Kids decorate pumpkins at last year’s Fall Fun Farm Day (courtesy photo) |
CAPE NEDDICK -
The Youth Enrichment Center at Hilton-Winn Farm will be
hopping again this year on Saturday October 6. The whole family can enjoy a
beautiful day on the farm with games, nature hikes, arts and crafts activities,
scarecrow making, pumpkin painting, and more. The farm is located at 189
Ogunquit Road in Cape Neddick.
The Youth Enrichment Center is a 501(c)(3) nonprofit
organization dedicated to positive youth development, nature-based education,
and stewardship of the unique agricultural landscape of New England. It s based
at Hilton-Winn Farm, a King’s Grant farm dating back to the 1600s.
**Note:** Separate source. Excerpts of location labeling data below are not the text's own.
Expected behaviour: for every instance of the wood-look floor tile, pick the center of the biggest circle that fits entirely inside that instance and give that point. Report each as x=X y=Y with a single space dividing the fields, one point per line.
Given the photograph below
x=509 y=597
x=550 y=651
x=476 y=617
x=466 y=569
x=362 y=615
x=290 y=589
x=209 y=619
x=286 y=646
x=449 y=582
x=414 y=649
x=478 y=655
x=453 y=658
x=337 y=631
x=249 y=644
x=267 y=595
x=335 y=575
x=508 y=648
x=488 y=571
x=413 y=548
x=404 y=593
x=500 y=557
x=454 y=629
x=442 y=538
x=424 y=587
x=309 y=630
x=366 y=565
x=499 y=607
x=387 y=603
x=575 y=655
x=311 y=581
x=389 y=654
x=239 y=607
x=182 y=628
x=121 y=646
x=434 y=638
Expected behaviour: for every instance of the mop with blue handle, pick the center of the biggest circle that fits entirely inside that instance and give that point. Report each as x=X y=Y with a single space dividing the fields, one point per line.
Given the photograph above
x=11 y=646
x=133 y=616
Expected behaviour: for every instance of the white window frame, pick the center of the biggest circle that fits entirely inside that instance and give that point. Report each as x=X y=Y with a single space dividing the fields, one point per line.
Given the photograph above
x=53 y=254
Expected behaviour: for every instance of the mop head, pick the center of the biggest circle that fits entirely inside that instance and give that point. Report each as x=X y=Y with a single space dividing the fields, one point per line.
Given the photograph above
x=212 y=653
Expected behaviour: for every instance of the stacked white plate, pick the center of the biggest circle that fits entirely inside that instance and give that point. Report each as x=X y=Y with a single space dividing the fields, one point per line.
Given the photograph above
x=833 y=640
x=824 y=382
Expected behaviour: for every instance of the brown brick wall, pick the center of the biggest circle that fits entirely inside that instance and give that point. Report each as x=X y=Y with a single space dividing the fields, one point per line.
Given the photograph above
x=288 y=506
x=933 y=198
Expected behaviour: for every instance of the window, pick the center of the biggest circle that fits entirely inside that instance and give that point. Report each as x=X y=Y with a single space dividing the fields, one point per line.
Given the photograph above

Over its 400+-year history, the Hilton-Winn Farm has been a
witness to the changing cultural and environmental landscape of southern New
England. Its early inhabitants were likely participants in the colonial French
and Indian Wars, and since then the property has supported a range of economic
activity that reflects Maine history. It has been used variously to cultivate
many different kinds of vegetables, fruit orchards, raspberries, and
blueberries, to run a logging sawmill and a blacksmithing operation, and to
raise chickens and dairy cows, among other activities. Today, it provides the
perfect setting for the Youth Enrichment Center.
The land that comprises the Hilton-Winn farm has a rich
history, starting with the first known inhabitants: the Algonquian-speaking
Armouchiquois tribe of Native Americans who were based in what is today Saco,
Maine, according to its website.
The farm’s site first came under English colonial influence
in 1620 through a land patent from King James 1 to the Plymouth Council for New
England. It appears that English settler Edward Winn acquired a royal land
grant of the property in or about 1640, and by 1710 his grandson Josiah Winn
had settled 10 acres of land there. The property—which grew to over 200
acres—was farmed by eight generations of Winns, and then Clifford Hilton (Ada
Winn’s son) purchased the farm in the 1940s.
In the 1990s, as the rural qualities of southern Maine life
were being threatened by rampant development, Ethel Hilton, the 9th generation
of the Hilton‐Winn family, was
dedicated to preserving the woodlands, wetlands, and agricultural character of
this historic property for future generations to enjoy. In 1998 she donated 185
acres of the property to the York Land Trust, which now forms the Hilton‐Winn King’s Grant Conservation Area.
In 2002 Youth Enrichment Center executive director Nancy
Breen purchased the remaining central forty-eight acres of rolling fields and
forests with one goal in mind: to establish a safe, peaceful, and fun
environment for children to connect with the land, learn about the science and
art of farming, and be transformed along the way.
The Fall Fun Farm Day is one of many offerings that looks to
achieve this mission.
Admission for the Fall Fun Farm Day is $5 for adults and $3
for kids; the day starts at 10 a.m. and goes until 4 p.m.